Jenny’s Quilt-Along is over now and I’m still several blocks behind. Time to get back to work.
I am lucky to own quilts made by two of my great-grandmothers.
I treasure the Grandmother’s Flower Garden quilt made sometime in the 1930s by my maternal great-grandmother, Grace Violet (nee Watson) White (1873-1964). She was quite imaginative in the way she combined fabrics and replaced fabric she had run out of with something similar. She even fussy-cut some of the hexagons (decades before fussy-cutting came to be called that).
Apparently she didn’t waste a scrap of fabric. Printing from the selvage is visible along seams on the back: PASTORAL GUARANTEED FAST COLOR.
Equally precious to me is the Ocean Waves quilt made sometime in the late 1920s by my paternal great-grandmother, Magdalena (nee Naegeli) Weissenfluh (1862-1929). It’s not in very good condition but it is greatly loved.
My father, who at 88 is sharp as a tack, gave me the back story on this quilt and the frame it was quilted on, which hung from the ceiling of Grandmother Lena’s home in eastern Oregon:
“Grandmother died in February 1929, some six months before my sixth birthday. My memories of her life are very fragmentary. I do remember, though, that when they [Grandmother Lena and her fellow quilters] were sewing the quilt top together they had me iron the scraps, which came out of the ragbags all wrinkled. Some of those patterns appealed to me and some didn’t. I could still point to some of those on the quilt. The quilt top was sewn on a treadle sewing machine.
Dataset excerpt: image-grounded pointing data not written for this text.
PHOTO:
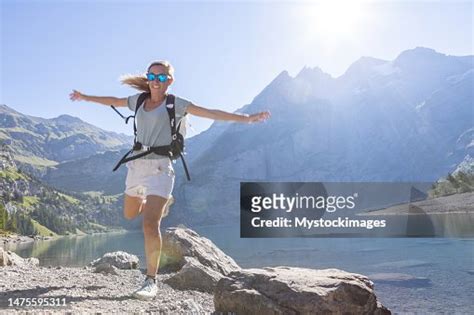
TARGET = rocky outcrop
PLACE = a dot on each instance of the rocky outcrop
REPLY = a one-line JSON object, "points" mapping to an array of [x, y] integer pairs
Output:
{"points": [[119, 259], [291, 290], [8, 258], [201, 279], [199, 264]]}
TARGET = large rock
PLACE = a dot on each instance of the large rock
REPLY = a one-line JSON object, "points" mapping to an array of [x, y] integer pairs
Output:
{"points": [[199, 264], [181, 242], [290, 290], [119, 259], [194, 275], [8, 258]]}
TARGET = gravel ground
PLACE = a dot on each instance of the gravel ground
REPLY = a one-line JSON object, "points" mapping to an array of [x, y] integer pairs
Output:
{"points": [[86, 292]]}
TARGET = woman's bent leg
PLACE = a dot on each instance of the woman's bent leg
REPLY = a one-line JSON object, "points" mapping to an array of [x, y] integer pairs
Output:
{"points": [[152, 213], [132, 206]]}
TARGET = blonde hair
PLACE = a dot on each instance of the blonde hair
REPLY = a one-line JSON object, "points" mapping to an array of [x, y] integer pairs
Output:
{"points": [[140, 82]]}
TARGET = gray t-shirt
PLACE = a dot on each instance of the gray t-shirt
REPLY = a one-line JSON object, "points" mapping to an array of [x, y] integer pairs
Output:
{"points": [[153, 127]]}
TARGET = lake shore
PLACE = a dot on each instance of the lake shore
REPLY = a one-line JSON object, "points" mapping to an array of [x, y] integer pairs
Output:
{"points": [[79, 290], [15, 239]]}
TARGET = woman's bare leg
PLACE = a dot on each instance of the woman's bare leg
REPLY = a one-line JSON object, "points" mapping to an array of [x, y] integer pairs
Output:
{"points": [[132, 206], [152, 214]]}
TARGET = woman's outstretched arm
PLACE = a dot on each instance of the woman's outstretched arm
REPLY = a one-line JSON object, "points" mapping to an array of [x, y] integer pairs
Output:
{"points": [[221, 115], [104, 100]]}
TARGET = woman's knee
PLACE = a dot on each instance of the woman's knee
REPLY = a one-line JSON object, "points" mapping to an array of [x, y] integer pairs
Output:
{"points": [[131, 207]]}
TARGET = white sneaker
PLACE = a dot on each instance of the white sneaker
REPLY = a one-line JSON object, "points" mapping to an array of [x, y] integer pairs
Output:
{"points": [[148, 291]]}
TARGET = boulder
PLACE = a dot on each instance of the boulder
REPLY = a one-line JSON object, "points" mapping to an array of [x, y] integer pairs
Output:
{"points": [[198, 263], [291, 290], [119, 259], [8, 258], [180, 242], [195, 276], [106, 269], [400, 280]]}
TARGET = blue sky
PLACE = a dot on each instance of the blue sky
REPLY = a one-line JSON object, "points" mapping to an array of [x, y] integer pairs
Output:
{"points": [[224, 53]]}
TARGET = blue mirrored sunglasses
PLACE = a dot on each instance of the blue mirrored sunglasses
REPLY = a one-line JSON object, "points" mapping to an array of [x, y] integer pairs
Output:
{"points": [[162, 77]]}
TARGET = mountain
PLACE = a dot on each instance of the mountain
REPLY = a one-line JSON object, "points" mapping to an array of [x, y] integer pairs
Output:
{"points": [[407, 119], [28, 206], [39, 142], [92, 173]]}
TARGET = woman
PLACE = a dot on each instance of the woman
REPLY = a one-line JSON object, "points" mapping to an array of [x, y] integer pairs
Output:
{"points": [[150, 179]]}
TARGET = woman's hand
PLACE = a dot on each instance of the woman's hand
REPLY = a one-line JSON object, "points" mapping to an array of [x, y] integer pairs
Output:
{"points": [[258, 117], [77, 96]]}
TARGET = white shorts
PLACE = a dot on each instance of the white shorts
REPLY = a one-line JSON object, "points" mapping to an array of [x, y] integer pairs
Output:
{"points": [[150, 177]]}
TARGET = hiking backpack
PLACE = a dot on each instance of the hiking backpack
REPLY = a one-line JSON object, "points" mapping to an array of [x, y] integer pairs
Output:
{"points": [[174, 150]]}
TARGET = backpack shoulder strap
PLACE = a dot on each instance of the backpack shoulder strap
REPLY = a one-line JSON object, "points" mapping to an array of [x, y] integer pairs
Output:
{"points": [[141, 98], [170, 101]]}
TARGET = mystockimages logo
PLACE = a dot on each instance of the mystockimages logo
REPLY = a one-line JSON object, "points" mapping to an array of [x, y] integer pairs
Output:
{"points": [[304, 209]]}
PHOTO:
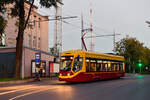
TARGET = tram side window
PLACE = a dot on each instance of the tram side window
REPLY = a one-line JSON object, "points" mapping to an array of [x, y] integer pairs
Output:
{"points": [[77, 64], [93, 66], [120, 67], [87, 65]]}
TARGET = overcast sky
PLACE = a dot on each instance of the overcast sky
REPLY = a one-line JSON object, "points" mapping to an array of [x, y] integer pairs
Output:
{"points": [[127, 17]]}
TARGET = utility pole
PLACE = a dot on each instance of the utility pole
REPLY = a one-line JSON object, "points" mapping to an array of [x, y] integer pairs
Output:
{"points": [[114, 42]]}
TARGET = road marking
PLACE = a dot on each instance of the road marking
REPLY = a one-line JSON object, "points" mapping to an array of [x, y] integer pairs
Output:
{"points": [[15, 91], [30, 93]]}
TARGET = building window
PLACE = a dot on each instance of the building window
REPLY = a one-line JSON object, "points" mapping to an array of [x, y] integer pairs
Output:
{"points": [[39, 42], [29, 40]]}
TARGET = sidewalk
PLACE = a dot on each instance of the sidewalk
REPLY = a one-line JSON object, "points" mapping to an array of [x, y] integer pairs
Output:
{"points": [[26, 81]]}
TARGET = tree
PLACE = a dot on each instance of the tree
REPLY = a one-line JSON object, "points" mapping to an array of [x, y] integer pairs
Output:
{"points": [[132, 50], [19, 11]]}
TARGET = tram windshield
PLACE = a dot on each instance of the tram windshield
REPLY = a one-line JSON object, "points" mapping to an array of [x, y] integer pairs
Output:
{"points": [[66, 63]]}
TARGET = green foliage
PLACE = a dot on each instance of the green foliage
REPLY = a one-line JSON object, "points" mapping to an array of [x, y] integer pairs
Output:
{"points": [[133, 51]]}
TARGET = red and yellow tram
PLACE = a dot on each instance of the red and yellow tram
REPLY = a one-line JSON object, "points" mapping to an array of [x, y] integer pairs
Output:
{"points": [[80, 66]]}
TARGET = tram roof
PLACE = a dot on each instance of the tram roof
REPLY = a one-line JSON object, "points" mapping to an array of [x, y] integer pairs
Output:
{"points": [[92, 55]]}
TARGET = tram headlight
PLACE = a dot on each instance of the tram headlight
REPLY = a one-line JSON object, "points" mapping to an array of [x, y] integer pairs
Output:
{"points": [[68, 74]]}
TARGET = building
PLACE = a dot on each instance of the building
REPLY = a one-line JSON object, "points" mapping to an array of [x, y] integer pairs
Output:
{"points": [[35, 41]]}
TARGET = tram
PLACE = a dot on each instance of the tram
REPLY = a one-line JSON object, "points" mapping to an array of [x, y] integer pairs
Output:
{"points": [[80, 66]]}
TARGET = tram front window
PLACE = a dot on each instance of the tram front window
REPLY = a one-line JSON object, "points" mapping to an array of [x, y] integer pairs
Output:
{"points": [[66, 63], [77, 64]]}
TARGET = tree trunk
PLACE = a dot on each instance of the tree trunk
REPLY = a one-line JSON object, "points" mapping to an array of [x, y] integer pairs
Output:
{"points": [[19, 45]]}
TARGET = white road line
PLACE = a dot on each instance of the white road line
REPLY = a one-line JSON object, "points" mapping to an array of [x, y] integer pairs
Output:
{"points": [[16, 90], [30, 93]]}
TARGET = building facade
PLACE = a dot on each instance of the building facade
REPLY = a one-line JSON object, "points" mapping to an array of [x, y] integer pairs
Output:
{"points": [[35, 40]]}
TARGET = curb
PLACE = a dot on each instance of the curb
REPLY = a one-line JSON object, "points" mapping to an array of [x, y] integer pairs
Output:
{"points": [[16, 82], [25, 81]]}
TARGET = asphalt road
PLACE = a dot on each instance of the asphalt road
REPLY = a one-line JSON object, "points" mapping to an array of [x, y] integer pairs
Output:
{"points": [[131, 87]]}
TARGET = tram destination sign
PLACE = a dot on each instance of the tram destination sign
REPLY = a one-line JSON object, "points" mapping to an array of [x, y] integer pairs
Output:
{"points": [[37, 58]]}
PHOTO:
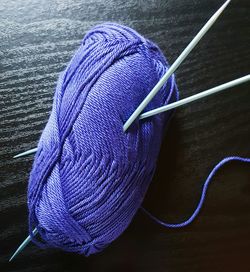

“Now to the quilting frame: It was four pieces of wood, perhaps one inch thick, two or three inches wide. Two of them were a foot and a half or two feet longer than the quilt was wide. The other two were shorter, maybe four feet long. Each piece of wood had a row of holes about two inches apart running the full length of the piece. Lay the two long pieces parallel to each other and perhaps three feet apart. Lay the two shorter pieces across the others, near the ends, making a rectangle of the whole thing. Think of using four good sized nails dropped through the holes (the holes being large enough that the nail would be a loose fit within it), anchoring the four pieces together.
“Then think of the quilt rolled up on one of the two longer pieces, with enough of the quilt pulled off to reach to the other longer piece. Sort of like film in a camera, being spooled off one spool onto another. Now think of four eye bolts anchored into the ceiling with a cord dangling down from each. Each cord has a loop on the bottom end big enough to slip over the end of the long pieces. Think of the cord being of a length that would put the quilting frame at something like bosom height of a woman seated in a kitchen chair.
“Two chairs on each side of the frame, four nattering ladies with needles and thread, pushing the needle first from top to bottom, then reaching under the quilt and pushing it back from bottom to top. The quilters were my grandmother, my mother, and my aunt Mandy, plus any other woman who happened to show up. As one panel was completed, the nails would be temporarily removed, and the completed portion of the quilt would be spooled onto the receiving spool and then the nails dropped back in place and the work continued until all the entire quilt has been spooled from one side of the frame to the other.”
Isn’t that a marvelous description?
Sometime in my quilting life, I plan to make a Grandmother’s Flower Garden quilt and an Ocean Waves quilt, in homage to my great-grandmothers Grace and Lena.
Johnny-come-lately, new kid in town . . . yep, that’s me. Definitely a late bloomer. It’s taken a while but I have finally launched this website and blog.
Until a short time ago, I didn’t pay much attention to blogs. All I knew about “blog” was that it was a shortened version of “web log.” Oh. My. Word. What rock have I been under? I had no idea there were so many blogs out there – millions of them – on every subject under the sun.
Does the world really need one more sewing/quilting blog? I certainly hope so. My goal is to have a site so interesting, helpful, inspiring, and fun to read that it will prompt frequent return visits. So here we go!